Last updated on September 11th, 2021 at 08:00 am
U.S. Secretary of State Antony Blinken on Wednesday described the violence in Ethiopia’s Tigrean region as “ethnic cleansing.” The secretary general’s statement comes after evidence emerged of abuses in the region during and after the war. Blinken insisted on the investigation and withdrawal of Eritrean troops from the region, stressing that abuses and ethnic cleansing had taken place in the region.
Since the war in the region, there have been calls and criticisms of Ethiopian government officials and abuses against civilians. Some reports said Tigreans were targeted and civilians were deliberately killed. The region has been the scene of numerous rapes, bombings of civilian areas, assassinations and other abuses.
“I want the region to see a security force that will not” violate the human rights of the people of Tigray or commit acts of genocide that we have seen in western Tigray, “Blinken said. He added: “That has to stop. We also need full accountability,” Blinken said in a question to the House Foreign Affairs Committee.
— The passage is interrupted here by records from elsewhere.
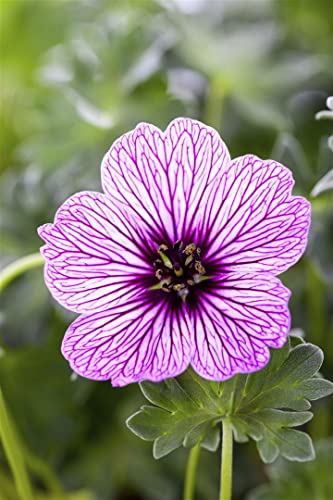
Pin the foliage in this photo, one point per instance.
(264, 406)
(77, 74)
(310, 481)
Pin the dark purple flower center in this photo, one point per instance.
(178, 268)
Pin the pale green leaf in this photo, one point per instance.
(264, 406)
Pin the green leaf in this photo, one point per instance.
(264, 406)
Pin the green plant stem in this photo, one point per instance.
(226, 461)
(18, 267)
(191, 473)
(14, 453)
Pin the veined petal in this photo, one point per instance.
(236, 320)
(94, 258)
(165, 178)
(258, 225)
(139, 341)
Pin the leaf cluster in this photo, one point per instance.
(264, 406)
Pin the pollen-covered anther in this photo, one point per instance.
(199, 267)
(159, 274)
(178, 287)
(190, 249)
(178, 270)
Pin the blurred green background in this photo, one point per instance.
(74, 76)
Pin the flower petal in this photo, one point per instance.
(137, 341)
(258, 224)
(93, 257)
(165, 178)
(237, 319)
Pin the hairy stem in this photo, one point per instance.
(13, 452)
(191, 473)
(19, 267)
(226, 461)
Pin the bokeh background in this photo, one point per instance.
(74, 76)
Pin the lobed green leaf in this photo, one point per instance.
(264, 406)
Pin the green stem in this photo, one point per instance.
(18, 267)
(14, 453)
(226, 461)
(191, 473)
Blinken called for an independent inquiry into what happened there, and said we need some kind of process, a reconciliation process so that the country can move forward politically. “
Meanwhile, UN High Commissioner for Human Rights Michelle Bachelet said last week her office had identified major abuses that could be “war crimes and crimes against humanity”, while aid officials warned that the number increasing number of people dying of famine in Tigray.
She said there were serious concerns about racism and violence against Tigreans in the region, and that an independent investigation was needed. She called for an end to all human rights abuses to protect the dignity of civilians.
As per media Blinken’s comments came hours after Berhane Kidanemariam, deputy ambassador to the Ethiopian embassy in Washington, DC, resigned, accusing Abiy of leading Ethiopia on a “dark path to destruction and disintegration.”
“I resigned in protest of the genocide in Tigray, and in protest of all government repression and destruction in the rest of Ethiopia,” he said.
I wanted to work as a diplomat for my country but I can’t do it based on my values, and I really don’t want to hurt my people. It costs money to practice one’s principles, but there is a greater cost to abandon, “said Kidanemariam, who is believed to be the first Ethiopian diplomat to resign due to concerns over the Tigray conflict.